SHAREHOLDINGS OF THE MANAGEMENT BOARD AND SUPERVISORY BOARD PURSUANT TO SECTION 6.6 OF THE DCGC
Mr Michael Schmidt is entitled to 64.67 % of the voting rights (4 139 000 shares) of HanseYachts AG, of which 38.28 % of the voting rights (2 450 000 shares) have been assigned to him via the Michael Schmidt Beteiligungs-GbR. Otherwise, the members of the management and supervisory boards of HanseYachts AG do not have any shareholdings above 1% of stock issued by their company that would require disclosure within the scope of Section 6.6 of the DCGC.
HanseYachts AG publishes extensive information about the shareholdings and stock transactions of the management and supervisory boards. Stock transactions falling under Article 15a of the Securities Trading Act (WpHG) on mandatory disclosure of stock transactions, so-called Directors' Dealings have always been appropriately published on the website of HanseYachts AG.

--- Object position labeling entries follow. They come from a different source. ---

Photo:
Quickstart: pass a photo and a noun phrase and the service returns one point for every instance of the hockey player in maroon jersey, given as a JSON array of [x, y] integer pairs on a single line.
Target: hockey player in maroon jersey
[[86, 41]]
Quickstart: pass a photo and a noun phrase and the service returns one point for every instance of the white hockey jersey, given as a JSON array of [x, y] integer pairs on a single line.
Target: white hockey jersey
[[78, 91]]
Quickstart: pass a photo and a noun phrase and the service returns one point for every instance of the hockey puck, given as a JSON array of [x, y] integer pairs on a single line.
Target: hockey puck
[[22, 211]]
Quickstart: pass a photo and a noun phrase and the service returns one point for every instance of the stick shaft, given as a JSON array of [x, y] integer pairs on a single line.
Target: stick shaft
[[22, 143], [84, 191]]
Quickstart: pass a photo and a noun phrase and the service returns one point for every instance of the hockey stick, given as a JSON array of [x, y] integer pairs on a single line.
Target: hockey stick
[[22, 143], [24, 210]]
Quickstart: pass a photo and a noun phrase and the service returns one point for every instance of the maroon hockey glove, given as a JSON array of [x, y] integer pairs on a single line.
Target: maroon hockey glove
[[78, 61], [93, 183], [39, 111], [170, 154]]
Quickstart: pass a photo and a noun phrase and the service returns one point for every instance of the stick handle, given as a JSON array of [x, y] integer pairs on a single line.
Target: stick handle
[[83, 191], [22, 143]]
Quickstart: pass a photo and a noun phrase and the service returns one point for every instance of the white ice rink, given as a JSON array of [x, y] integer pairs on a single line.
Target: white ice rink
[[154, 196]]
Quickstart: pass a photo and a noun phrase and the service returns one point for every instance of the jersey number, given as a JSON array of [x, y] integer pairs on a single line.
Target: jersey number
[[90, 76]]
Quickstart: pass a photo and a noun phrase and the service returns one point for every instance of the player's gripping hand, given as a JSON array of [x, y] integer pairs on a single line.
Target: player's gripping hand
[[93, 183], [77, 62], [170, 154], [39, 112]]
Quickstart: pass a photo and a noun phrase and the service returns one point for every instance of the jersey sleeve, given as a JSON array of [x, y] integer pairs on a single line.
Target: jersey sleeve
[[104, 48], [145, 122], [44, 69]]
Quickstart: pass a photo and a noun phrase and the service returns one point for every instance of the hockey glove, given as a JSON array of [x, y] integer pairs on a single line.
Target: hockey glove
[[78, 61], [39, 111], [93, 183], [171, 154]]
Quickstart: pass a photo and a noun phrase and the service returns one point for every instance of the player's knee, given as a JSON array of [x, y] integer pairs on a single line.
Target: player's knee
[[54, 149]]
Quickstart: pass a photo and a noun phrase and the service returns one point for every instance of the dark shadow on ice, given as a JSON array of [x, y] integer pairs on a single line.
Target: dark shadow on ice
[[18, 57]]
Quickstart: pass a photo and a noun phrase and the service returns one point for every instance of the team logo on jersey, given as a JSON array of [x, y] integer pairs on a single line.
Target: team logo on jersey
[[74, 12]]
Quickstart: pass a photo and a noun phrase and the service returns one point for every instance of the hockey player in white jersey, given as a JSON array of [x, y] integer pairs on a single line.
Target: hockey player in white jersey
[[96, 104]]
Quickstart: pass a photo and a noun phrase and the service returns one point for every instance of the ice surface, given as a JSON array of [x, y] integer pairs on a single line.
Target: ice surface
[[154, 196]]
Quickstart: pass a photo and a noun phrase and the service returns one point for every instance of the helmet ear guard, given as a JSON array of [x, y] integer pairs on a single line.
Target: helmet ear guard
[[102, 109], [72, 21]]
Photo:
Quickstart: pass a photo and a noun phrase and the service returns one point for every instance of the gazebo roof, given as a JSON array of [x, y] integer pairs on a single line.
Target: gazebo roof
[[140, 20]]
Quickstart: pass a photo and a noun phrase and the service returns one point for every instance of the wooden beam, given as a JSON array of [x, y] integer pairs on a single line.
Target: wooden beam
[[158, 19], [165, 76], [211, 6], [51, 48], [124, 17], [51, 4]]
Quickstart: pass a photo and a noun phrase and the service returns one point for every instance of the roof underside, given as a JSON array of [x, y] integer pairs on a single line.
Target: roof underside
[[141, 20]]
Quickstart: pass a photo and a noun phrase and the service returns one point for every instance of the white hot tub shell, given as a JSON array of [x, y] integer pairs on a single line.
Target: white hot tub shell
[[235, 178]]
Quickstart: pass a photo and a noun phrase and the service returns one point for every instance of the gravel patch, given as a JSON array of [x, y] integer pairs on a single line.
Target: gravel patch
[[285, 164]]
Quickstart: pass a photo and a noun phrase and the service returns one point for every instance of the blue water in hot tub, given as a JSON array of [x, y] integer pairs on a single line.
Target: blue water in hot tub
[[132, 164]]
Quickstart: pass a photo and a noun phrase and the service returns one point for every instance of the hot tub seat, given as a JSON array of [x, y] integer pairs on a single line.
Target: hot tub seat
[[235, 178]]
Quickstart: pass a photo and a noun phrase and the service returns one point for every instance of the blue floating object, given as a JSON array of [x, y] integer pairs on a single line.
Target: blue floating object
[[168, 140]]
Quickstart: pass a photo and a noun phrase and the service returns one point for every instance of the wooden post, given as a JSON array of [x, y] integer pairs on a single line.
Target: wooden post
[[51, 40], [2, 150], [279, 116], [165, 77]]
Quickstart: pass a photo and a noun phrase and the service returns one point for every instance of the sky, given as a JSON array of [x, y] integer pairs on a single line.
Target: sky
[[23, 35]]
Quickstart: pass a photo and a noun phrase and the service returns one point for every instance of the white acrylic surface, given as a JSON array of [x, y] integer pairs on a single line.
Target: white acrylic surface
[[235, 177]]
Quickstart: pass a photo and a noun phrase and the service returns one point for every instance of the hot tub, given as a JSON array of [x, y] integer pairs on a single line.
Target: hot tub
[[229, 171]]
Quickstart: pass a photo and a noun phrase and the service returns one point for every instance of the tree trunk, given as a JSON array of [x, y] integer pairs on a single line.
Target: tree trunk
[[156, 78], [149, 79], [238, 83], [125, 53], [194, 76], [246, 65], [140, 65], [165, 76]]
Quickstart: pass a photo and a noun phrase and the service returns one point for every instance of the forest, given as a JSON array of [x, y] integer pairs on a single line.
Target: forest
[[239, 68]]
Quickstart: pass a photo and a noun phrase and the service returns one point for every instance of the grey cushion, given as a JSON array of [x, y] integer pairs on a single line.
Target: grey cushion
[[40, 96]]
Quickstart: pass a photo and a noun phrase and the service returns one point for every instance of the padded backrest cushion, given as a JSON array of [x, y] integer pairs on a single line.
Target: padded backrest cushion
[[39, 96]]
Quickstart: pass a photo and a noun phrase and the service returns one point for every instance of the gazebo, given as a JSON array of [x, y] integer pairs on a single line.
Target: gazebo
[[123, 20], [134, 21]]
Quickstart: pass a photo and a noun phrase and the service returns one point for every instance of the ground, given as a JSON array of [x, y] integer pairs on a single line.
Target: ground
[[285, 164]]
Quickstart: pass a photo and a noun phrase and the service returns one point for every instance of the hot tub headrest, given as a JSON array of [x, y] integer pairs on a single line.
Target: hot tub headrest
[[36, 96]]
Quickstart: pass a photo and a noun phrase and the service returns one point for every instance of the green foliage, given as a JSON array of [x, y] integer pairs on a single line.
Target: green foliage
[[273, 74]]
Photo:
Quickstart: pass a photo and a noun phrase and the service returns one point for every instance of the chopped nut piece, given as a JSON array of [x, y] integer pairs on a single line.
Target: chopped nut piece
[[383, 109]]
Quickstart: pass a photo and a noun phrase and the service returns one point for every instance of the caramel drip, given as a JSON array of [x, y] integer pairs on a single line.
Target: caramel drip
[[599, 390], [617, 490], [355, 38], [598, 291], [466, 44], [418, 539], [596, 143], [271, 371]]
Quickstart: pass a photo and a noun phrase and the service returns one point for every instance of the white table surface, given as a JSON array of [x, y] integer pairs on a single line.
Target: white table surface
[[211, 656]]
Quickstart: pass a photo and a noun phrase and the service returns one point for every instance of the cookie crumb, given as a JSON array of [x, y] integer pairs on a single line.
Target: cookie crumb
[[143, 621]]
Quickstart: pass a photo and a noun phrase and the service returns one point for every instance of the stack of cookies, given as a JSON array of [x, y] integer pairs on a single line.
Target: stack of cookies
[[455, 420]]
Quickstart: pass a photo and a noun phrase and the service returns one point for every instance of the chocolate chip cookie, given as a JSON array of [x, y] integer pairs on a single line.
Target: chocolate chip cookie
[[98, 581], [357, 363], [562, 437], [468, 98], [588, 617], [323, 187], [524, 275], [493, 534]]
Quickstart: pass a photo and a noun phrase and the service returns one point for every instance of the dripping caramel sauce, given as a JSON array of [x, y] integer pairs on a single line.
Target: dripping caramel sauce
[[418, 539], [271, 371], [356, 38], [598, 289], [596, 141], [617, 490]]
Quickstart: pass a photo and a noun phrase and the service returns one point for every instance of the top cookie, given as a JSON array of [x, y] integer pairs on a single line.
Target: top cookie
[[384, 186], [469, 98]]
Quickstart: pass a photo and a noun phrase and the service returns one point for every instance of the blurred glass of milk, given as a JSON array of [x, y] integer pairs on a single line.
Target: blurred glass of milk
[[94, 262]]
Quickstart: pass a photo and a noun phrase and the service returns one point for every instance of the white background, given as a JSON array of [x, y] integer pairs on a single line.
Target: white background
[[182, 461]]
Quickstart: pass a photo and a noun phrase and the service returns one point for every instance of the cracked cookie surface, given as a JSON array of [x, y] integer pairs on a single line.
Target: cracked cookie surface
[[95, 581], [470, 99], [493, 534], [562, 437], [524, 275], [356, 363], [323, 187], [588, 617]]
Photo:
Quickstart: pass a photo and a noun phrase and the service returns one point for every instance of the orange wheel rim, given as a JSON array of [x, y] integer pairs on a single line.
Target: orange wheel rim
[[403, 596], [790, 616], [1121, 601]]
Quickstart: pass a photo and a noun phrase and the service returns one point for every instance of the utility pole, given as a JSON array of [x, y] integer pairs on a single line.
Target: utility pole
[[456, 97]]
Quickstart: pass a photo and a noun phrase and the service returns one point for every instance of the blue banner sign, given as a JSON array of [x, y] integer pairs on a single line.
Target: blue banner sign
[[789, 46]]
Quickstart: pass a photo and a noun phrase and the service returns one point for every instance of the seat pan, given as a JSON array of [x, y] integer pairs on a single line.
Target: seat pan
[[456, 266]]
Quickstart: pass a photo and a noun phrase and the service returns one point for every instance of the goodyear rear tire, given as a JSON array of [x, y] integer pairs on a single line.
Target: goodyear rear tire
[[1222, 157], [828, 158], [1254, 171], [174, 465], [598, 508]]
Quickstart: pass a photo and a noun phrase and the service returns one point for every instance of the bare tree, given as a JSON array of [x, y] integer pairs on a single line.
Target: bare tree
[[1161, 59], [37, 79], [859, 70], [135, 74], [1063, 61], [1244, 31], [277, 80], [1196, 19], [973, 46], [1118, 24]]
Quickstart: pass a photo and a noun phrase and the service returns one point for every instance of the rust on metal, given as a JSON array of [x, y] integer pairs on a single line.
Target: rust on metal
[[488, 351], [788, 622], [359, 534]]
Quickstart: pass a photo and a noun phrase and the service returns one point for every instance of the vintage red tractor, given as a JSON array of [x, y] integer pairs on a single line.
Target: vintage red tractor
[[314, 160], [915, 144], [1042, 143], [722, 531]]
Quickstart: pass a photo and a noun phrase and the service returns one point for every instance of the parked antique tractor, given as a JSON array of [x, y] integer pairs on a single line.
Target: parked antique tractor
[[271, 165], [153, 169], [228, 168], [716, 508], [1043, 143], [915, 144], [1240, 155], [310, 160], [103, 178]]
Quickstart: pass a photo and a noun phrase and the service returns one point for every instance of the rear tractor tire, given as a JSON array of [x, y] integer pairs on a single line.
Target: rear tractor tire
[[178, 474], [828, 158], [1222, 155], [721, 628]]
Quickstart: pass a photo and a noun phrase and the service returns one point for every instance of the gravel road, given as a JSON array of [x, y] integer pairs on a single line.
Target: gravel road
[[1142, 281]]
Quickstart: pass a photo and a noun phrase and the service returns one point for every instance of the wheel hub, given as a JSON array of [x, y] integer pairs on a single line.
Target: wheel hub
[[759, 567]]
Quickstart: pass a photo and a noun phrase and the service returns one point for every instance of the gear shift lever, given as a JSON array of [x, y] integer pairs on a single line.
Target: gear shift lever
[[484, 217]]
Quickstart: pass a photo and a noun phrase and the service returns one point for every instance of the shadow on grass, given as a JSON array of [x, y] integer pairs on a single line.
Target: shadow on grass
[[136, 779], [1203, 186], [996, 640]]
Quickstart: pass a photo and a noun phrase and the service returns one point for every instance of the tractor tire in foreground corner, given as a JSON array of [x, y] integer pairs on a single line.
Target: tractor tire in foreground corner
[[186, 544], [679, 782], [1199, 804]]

ADDITIONAL INFORMATION ON CORPORATE GOVERNANCE
Transparency and the requirement to inform shareholders and the public quickly and comprehensively have a high priority at HanseYachts AG. Consequently, current developments and vital company information are made available in real time on HanseYachts AG’s website (http://www.hansegroup.com). In addition to information on corporate governance, the website also publishes details about the management board, the supervisory board and the general shareholders’ meeting, legally required company reports (annual financial statements, six-month financial report and interim reports from management), a financial calendar including all key dates as well as ad hoc press releases and mandatory disclosure of notifiable securities transactions (Directors’ Dealings).